Starting a zine of your own might be simple enough with some experience, but what about those who lack basic know-how? Cherese offers four words: "Actually do things, please." She's talking to a younger self here, offering advice she wishes she had heeded. "I think of my younger self and I'm like, 'Why wasn't I writing for Farrago then?'" she says. "Just go out there, write things, find places. People will accept you. It's just not a big deal."
Passion is Important
Hard work and go-getting isn't all there is to it, though. Cherese says a passion for what you write about is important as well. "Obviously I keep my audience in mind, but I always want to write something that inspires me," she says. "That's why I write that column for Farrago, because it lets me write whatever I want about whatever I want."
Cherese says her time at Youth Central gave her the confidence to go out and follow her own advice. "It gave me some confidence," she says. "It was really good to have that starting leg-up and to see it's not just people who have done courses in journalism who can write."
A Good Place to Start
Would Cherese recommend Youth Central? "Yeah, it's a good place to start," she says. "Try any local publication you can get into. There are a lot of youth-run organisations that I'm sure you're aware of: Voiceworks, school and uni magazines..."

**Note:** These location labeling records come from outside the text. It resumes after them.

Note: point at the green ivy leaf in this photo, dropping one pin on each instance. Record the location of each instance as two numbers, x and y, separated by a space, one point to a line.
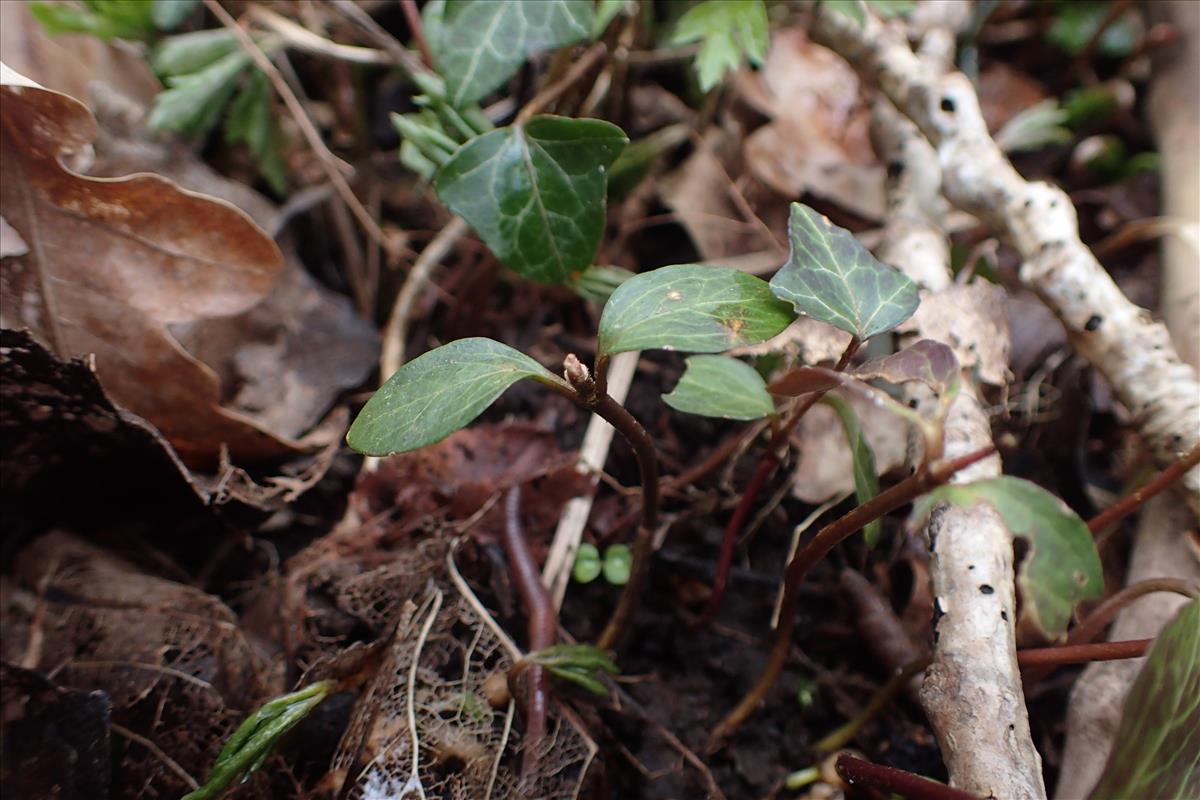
587 564
478 44
1062 566
195 101
727 29
438 392
1157 747
693 308
867 480
829 276
535 193
252 741
719 385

So, she's past Youth Central, but where to now? "I think I'd really like to get into science research and be a student forever," Cherese says. "You know, doing research here and being professor of something or other."
Cherese stops there, but then starts again: "But I can definitely see myself doing science journalism along the way." That she will - with an internship at COSMOS magazine lined up for early 2013, it seems she'll be on her way soon enough.